Another limitation of this study relates to the restricted sample size. While a total of 230 women were recruited, primary outcome data pertaining to the current study (depression scores at 36 weeks of pregnancy) were only able to be obtained for 164 women (i.e. 71%). As noted in the results, there were some differences between those excluded from analyses and those included within the analytic sample. Specifically, there were more younger, single, and currently smoking participants excluded from analyses. Those excluded were also further along in pregnancy, likely reflecting a difficulty in arranging the initial baseline assessment visit, and thus possibly the presence of more challenging life circumstances. All of these differences may have impacted on the results of the study, given that young maternal age, being single, smoking, and having challenging life circumstances have been associated with poorer maternal mental health outcomes2. Additionally, the generalisability of the findings may be affected, as these characteristics are underrepresented in the analytic sample. However, the analytic sample and those excluded from analyses did not differ in terms of placebo/probiotic group allocation, nor in terms of mental health outcomes at baseline, and this arguably attenuates the potentially negative impacts of these differences and suggests that the results are valid. The power calculation was also conducted retrospectively using the sample of n = 164, ensuring ability to detect a meaningful effect.

On the basis of the results from this study, the use of probiotics for mental health benefits cannot be recommended for pregnant women with obesity.
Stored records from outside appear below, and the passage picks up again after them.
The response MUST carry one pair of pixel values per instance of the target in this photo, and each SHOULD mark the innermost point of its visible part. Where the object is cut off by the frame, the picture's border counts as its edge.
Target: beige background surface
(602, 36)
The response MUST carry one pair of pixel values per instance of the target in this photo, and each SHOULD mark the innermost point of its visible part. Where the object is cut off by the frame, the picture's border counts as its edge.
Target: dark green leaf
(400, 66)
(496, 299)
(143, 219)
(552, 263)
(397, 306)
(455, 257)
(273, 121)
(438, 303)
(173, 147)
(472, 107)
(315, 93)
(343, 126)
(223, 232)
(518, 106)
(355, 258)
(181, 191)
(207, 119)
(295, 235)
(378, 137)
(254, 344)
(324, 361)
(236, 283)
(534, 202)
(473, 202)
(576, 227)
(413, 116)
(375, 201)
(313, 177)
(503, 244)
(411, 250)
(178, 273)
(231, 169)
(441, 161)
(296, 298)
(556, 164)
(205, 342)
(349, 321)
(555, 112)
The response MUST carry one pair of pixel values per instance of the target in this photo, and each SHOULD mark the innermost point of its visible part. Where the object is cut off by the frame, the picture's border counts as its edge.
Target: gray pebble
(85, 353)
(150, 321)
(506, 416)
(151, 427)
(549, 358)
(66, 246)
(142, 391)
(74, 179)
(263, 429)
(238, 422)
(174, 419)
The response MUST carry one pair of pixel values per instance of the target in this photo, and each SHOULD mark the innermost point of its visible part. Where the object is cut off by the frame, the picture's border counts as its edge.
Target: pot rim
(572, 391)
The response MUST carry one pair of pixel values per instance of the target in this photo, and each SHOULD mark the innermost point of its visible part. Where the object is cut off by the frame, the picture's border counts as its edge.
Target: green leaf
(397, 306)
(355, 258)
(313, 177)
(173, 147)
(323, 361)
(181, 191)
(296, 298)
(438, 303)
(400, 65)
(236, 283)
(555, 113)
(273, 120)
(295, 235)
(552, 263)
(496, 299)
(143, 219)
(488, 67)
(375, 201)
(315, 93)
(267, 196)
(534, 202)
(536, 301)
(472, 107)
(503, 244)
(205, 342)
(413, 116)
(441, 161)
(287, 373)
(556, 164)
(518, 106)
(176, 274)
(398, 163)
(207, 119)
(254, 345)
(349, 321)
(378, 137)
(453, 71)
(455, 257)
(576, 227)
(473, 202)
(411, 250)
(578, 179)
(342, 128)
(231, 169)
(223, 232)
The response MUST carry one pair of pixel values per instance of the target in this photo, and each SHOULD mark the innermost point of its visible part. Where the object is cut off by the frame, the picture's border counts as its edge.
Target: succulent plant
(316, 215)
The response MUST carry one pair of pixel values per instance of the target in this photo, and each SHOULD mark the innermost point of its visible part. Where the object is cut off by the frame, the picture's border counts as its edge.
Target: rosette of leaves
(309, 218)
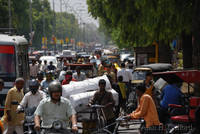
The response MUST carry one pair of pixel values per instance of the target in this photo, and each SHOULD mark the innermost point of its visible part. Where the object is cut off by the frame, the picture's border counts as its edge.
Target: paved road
(133, 128)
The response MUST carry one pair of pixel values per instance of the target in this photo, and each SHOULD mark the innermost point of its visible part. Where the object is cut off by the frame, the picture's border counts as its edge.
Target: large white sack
(160, 84)
(81, 100)
(84, 86)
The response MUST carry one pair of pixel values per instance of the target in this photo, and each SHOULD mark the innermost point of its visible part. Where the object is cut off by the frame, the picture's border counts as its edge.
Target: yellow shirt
(149, 90)
(112, 75)
(101, 70)
(123, 89)
(147, 110)
(13, 96)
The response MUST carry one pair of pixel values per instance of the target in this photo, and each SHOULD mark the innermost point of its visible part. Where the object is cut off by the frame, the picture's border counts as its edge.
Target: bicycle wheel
(102, 131)
(101, 123)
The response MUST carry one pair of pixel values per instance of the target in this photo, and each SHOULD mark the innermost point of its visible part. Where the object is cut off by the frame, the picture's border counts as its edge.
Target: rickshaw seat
(175, 106)
(194, 103)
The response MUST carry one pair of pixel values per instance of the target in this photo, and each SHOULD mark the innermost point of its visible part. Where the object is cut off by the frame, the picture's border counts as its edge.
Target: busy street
(99, 67)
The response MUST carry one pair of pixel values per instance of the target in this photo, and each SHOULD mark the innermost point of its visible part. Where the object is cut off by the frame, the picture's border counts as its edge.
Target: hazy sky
(79, 7)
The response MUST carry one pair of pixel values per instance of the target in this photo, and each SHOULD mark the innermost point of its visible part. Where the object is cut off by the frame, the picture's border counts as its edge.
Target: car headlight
(57, 125)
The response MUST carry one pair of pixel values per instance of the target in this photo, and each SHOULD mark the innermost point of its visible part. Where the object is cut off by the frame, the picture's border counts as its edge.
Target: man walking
(13, 120)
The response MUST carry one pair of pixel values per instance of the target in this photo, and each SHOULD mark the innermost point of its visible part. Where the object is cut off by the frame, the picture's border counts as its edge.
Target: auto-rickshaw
(184, 122)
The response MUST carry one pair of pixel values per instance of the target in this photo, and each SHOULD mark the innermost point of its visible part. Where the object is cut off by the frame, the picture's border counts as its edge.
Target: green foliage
(140, 22)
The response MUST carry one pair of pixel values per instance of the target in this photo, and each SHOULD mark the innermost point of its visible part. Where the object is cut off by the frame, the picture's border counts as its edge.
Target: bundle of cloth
(79, 93)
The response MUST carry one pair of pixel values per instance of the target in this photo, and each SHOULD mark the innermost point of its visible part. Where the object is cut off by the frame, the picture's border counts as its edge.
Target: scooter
(56, 128)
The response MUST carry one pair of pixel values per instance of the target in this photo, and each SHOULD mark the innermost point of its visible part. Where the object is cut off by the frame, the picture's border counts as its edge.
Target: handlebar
(68, 130)
(97, 106)
(122, 118)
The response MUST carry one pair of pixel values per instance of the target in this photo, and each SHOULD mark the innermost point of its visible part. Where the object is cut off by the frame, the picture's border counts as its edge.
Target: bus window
(7, 61)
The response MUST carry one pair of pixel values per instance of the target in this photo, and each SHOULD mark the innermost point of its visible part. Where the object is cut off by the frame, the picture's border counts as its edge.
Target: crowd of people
(45, 94)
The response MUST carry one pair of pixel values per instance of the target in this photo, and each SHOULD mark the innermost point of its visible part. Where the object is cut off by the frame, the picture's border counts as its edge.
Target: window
(7, 61)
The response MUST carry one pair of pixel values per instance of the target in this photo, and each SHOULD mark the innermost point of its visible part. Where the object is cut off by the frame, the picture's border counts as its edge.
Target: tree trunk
(187, 51)
(196, 40)
(165, 52)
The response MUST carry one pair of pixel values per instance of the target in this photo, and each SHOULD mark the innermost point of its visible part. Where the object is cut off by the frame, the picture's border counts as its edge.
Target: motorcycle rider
(45, 83)
(54, 108)
(33, 97)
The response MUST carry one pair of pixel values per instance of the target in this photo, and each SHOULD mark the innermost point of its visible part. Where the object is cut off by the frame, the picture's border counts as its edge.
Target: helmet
(54, 86)
(33, 85)
(40, 73)
(102, 81)
(48, 73)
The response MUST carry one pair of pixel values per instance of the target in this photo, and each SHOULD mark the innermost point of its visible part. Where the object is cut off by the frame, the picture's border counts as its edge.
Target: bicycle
(101, 119)
(117, 122)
However, as this is the first randomised controlled trial to have explored the influence of probiotics on mental health outcomes in a sample of pregnant women with obesity, more studies are warranted. The findings of this study further contribute to the complexity of knowledge surrounding the gut-brain axis as a theoretical framework, and highlight remaining ‘unknowns’ pertaining to the gut-brain axis. The role of the gut-brain axis in the specific contexts of obesity and pregnancy remains unclear, and thus, whether or not probiotics are a useful or appropriate means by which to intervene and improve outcomes remains to be determined.

In conclusion, this study has extended current understandings regarding the use of probiotics for mental health and has addressed a significant gap in the literature by exploring this concept within the context of a high deprivation, multi-ethnic New Zealand sample of pregnant women with obesity. While no beneficial effects of probiotics on mental health outcomes were observed, further studies are required to validate and build on these findings. Probiotics represent an emergent area of research, and many questions regarding their use remain.